Wednesday, 17 February 2010

Different Stages: If you build it, will they come?

It’s mid-February and the opening of the Different Stages new writing festival is looming. The final bits of the jigsaw are being put into place with the dexterous use of a pair of scissors and a rubber mallet. The publicity is out, the opening event invites are sent and the final e-flyers are ready to go. I’ve found that if you stare at the brochure long enough, tickets go flying out the door.

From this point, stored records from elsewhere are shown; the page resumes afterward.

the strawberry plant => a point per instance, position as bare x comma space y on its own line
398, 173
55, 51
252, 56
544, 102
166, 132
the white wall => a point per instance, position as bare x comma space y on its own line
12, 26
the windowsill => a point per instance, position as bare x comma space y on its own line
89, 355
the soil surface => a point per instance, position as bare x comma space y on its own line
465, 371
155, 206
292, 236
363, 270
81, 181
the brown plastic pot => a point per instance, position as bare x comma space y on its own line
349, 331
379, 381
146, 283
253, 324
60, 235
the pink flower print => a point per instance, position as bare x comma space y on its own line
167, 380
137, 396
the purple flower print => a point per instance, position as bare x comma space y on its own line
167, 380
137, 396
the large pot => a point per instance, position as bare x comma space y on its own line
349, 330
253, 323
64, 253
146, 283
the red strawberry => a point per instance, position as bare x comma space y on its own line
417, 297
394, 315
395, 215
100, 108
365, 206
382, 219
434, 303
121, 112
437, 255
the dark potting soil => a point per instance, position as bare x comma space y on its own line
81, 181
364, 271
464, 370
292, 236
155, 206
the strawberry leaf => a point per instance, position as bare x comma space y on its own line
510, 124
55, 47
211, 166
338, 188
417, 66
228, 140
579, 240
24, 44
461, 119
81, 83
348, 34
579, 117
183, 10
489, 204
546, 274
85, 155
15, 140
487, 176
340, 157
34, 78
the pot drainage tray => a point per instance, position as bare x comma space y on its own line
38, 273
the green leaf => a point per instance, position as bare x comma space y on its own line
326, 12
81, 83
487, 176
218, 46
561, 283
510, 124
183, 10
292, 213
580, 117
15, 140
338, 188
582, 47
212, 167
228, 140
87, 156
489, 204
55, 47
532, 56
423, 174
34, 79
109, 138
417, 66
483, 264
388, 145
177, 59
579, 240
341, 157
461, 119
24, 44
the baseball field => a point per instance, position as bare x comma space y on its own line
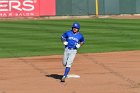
31, 53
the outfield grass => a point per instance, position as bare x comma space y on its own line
42, 37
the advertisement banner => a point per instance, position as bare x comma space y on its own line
26, 8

We’re very excited to have assembled such a stellar cast of theatre practitioners for the three week programme. We’ve got the two emerging artist Bursary Winners already using space in the building, and we’re looking forward to seeing their creative use of sound and text (Sawdust and Stardust by Beccy Owen and Laura Lindow) and the innovative use of the old gallery space, with technological innovation and audience interaction (Office 925 by Match Theatre).

This week we’ll be booking actors for the variety of rehearsed reading events and script-in-hand performances. It’ll be great to welcome back some familiar faces and, as The Pitmen Painters has just finished its national tour, we’re hoping some of the actors in the production can fit us in en route to Broadway. The pieces chosen by Richard Bean in his Desert Island Plays include a few American plays (including work by David Mamet and Sam Shepard) so they’ll be able to acclimatise here beforehand.

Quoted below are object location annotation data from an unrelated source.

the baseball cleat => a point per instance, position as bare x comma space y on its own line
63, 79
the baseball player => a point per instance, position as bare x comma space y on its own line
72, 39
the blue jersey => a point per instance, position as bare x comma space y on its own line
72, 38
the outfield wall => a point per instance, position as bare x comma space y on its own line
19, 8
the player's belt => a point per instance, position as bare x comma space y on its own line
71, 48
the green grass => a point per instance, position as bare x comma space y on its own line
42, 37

Friday is also the deadline for the second draft of scripts from our Writers’ Groups for the festival. Having read and provided feedback on 27 first drafts, members of the Literary Department are bracing themselves for the next wave. The scripts chosen will form part of our two evenings of work by the two groups: (The 2010 Writers’ Group on Wednesday 10th March to be directed by Festival Co-ordinator Tess Denman Cleaver and the Live Writers’ Group on Tuesday 16th March to be directed by Live’s Literary Officer Rosie Kellagher).

We’re all planning to draw breath again after the festival’s final event: Your Favourite Live Theatre Short Play. This event gives you the chance to cast your vote. Please have a look at the candidates and choose which one you’d like to hear again. It’s the first time we’ve tried something like this online so we’re really interested to see how things turn out. Have a go because, as they say on all TV audience phone poll programmes, the voting is incredibly close.

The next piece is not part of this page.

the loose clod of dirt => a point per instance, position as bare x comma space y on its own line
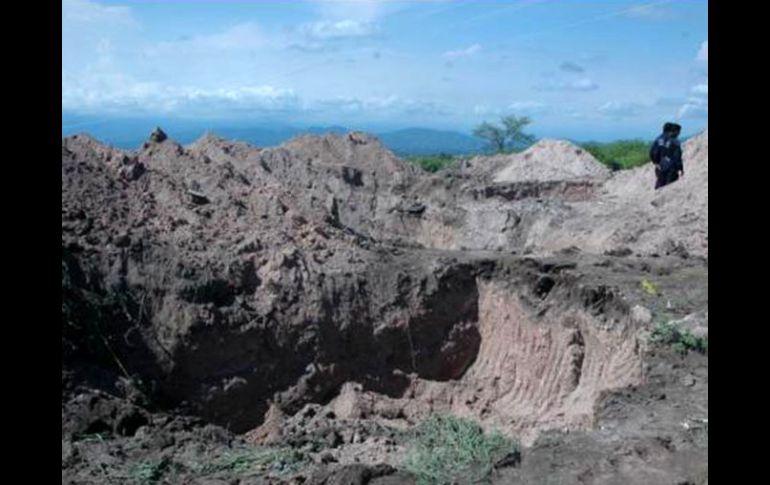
235, 314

That’s it from me. Next week it’ll be the New Writing Administrator, Degna Stone blogging our weekly Different Stages update. Make sure you check out the other events in the festival programme - we hope there’s something for everyone. I’ll get back to the scissors and mallet.

Gez
Literary Manager

Tuesday, 9 February 2010

Different Stages: 24 days and counting...

With a month to go until Different Stages begins we're beginning to gather together some exciting acting talent from across the North East and beyond to star in the many readings and illustrated talks taking place during the festival.

Later in the week the Office 925 team will be visiting Live to hold some castings for their unique participatory piece – I look forward to finding out who will be recruited to work in their ‘office’ and aid the development of this exciting new work-in-progress.

Last Thursday saw the first reading of Shelagh Stephenson’s A Northern Odyssey in Live’s Studio Theatre. The play was really well received and the reading process proved to be a useful experience for all involved in the development of Shelagh’s script. To hear more about this process and ask Shelagh your own questions on playwriting, don’t miss her Q&A on Thursday 11 March.

Tonight Gez Casey (Literary Manager), Rosie Kellegher (Literary Officer) and I will be catching up with the Live Writers’ Group who are in the process of redrafting their own scripts for the rehearsed readings featured in New Plays from the 2010 Writers’ Group.

On the favourite play front, Wittgenstein on Tyne is currently in the lead with 41% of the votes. However with three weeks to go anything can happen. Don't forget to cast your vote and book tickets to come along to the festival’s closing event on Sunday 21 March to watch a rehearsed reading of the winning play.